Thursday, June 26, 2008

St. Augustine, Florida - Part Eleven

This beautiful park area is the historic Plaza de la Constitucion in the center of St. Augustine, Florida.

The plaza is the oldest public park in the United States and remains a center for activity in the historic city.

Spanish Royal Ordinances dating from 1573 specified that the permanent city of St. Augustine, founded only 8 years earlier, be designed around a central park or plaza.

The park was a center of activity in the city. It was the location of St. Augustine's market place and many important structures faced the plaza, including the home of the Spanish governors. As a result, citizens were enjoying shopping and other activities here decades before the first settlers set foot at either Jamestown, Virginia or Plymouth, Massachusetts.

A number of unique landmarks can be found in and around the plaza. So far as I know, it is the only location in the United States that boasts a monument to a foreign constitution.
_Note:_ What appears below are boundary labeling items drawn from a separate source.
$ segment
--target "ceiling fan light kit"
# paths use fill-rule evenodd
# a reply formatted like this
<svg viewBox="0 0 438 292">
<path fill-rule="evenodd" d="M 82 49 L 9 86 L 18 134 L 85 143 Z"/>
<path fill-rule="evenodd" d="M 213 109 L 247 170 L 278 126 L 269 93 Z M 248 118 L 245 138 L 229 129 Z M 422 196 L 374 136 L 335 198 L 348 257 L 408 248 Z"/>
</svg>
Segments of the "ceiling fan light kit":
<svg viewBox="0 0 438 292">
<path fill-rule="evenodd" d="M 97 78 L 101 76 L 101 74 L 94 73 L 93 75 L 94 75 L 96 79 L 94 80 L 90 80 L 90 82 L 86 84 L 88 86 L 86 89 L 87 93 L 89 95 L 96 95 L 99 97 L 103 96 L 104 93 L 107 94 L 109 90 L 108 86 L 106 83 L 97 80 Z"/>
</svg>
An oblisk in the center of the plaza memorializes Spain's Constitution of 1812. St. Augustine was still a Spanish capital at the time the constitution was adopted.

A public well dating from the 16th century can be seen here, as can four Civil War era cannons that once armed the Water Battery at the Castillo de San Marcos. The Plaza de la Constitucion is also the location of the city's historic open air market structure. The old market is located near the east end of the plaza. Tradition that it was a slave market, however, is not accurate. The current structure was built after the end of the Civil War.